One of the most useful aspects of the Dune: Adventures in the Imperium system is the option to engage with a problem as an agent or an architect. As an agent, a character deals directly with a conflict. They might get in a knife fight or threaten a non-player character in person. But as an architect, they can be a puppet master, sending in a squad of soldiers to fight their enemies or sending an anonymous blackmail letter to an enemy.

While this might sound complex, it’s actually quite straightforward. Most problems players have reported come from the assumption that applying either option is more complicated than it is. Which mode the players and gamemaster use is defined only by the way the player decides to approach the situation and doesn’t require any shift of mode or rules change.
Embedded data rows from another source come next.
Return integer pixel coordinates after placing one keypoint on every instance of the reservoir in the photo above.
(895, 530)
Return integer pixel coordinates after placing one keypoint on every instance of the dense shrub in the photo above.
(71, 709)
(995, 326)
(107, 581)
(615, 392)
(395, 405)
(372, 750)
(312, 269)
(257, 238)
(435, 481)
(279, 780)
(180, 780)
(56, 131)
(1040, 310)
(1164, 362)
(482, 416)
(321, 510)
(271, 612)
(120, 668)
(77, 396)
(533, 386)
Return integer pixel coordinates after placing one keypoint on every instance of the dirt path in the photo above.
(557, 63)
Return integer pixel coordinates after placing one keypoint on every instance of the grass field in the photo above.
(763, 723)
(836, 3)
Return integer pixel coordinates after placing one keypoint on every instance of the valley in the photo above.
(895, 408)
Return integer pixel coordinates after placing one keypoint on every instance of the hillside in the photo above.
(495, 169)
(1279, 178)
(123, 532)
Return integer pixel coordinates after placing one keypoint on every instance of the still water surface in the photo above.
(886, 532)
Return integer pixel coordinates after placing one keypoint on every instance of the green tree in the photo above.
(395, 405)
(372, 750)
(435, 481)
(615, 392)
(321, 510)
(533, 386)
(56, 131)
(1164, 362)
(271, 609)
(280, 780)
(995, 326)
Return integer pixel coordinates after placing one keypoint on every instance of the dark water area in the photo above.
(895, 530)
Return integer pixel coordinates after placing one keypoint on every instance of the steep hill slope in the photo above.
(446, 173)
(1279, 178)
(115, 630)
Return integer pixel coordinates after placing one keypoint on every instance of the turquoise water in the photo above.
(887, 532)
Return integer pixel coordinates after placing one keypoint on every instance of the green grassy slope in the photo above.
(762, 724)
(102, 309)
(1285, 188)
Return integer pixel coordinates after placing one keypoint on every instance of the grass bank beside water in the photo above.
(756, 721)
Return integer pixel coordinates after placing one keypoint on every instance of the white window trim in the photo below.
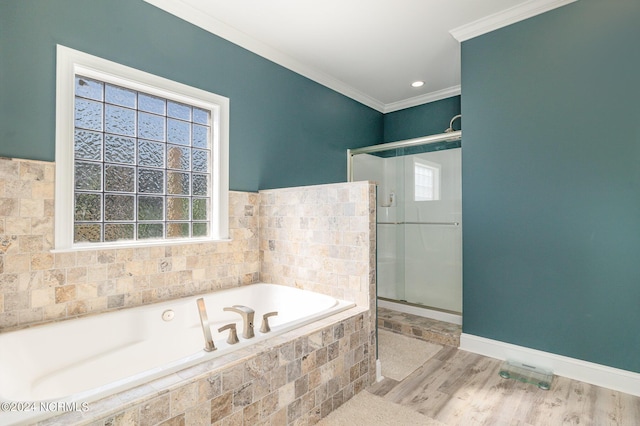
(71, 62)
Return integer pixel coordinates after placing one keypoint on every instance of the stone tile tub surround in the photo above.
(294, 379)
(37, 286)
(321, 238)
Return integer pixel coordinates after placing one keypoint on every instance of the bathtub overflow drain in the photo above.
(168, 315)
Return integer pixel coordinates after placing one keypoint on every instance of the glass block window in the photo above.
(142, 165)
(426, 182)
(140, 160)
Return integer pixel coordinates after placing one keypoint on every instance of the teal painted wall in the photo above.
(421, 120)
(285, 130)
(551, 183)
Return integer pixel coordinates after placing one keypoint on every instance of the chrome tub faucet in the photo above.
(204, 320)
(247, 317)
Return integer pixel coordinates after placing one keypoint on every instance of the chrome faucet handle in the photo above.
(242, 308)
(204, 321)
(247, 316)
(265, 321)
(233, 336)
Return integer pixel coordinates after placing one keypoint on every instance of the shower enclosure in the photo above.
(419, 222)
Whether you are using agent or architect play, resolving a situation is just the same. The only difference is the potential consequences of the result of the test. If an agent fails, they may get personally injured, as they are in their enemy’s firing line. An architect is unlikely to suffer any further consequence than failure as they aren’t close enough to an enemy to get hurt. However, an agent ‘on the ground’ may have more options to capitalize on success or take a different tack after failure by virtue of being in the situation personally.

The mode of play used depends on the assets each player uses, and the group as a whole can even mix both modes depending on their strengths. So, which you use is very much a player decision based on their approach, rather than something the gamemaster decides for them.

For instance, the players discover that their enemy is hiding in a safehouse in Arrakeen and decide they want to raid the place and take down their nemesis.

One player may prefer the direct approach: their character has a knife and a focus with it, so they want to go in as an agent to face the enemy in close combat. Another character may have a group of soldiers as an asset and decide to enter the conflict as an architect, commanding the soldiers from some distance away. Both characters can do this in the same way as if they had both gone in with knives or both sent in military units. For both characters, the test involves Battle. The Drive depends on why they are initiating the conflict – something that might be the same, whether they are acting as an agent or architect.

The real difference in the two approaches depends on the results of the conflict. The knife-wielding agent might suffer physical damage if things go wrong. The architect might lose some of their soldiers but won’t even get scratched in the altercation. However, if the enemy wins the conflict and tries to escape, the agent might be able to chase them and try again. The architect, having lost their asset, is unable to pursue their target further.

In general, agent-level play is a good way to make sure you can cover all the bases in a conflict and improvise when things go badly. Architect-level play is good for keeping the player character safe and possibly maintaining their anonymity when attacking their enemies.

Ultimately, it doesn’t matter if you are an agent or architect in a conflict. Both are simply helpful terms to guide the gamemaster when interpreting the results of a conflict if players have used different assets. The rules allow you to use either style without using different mechanics.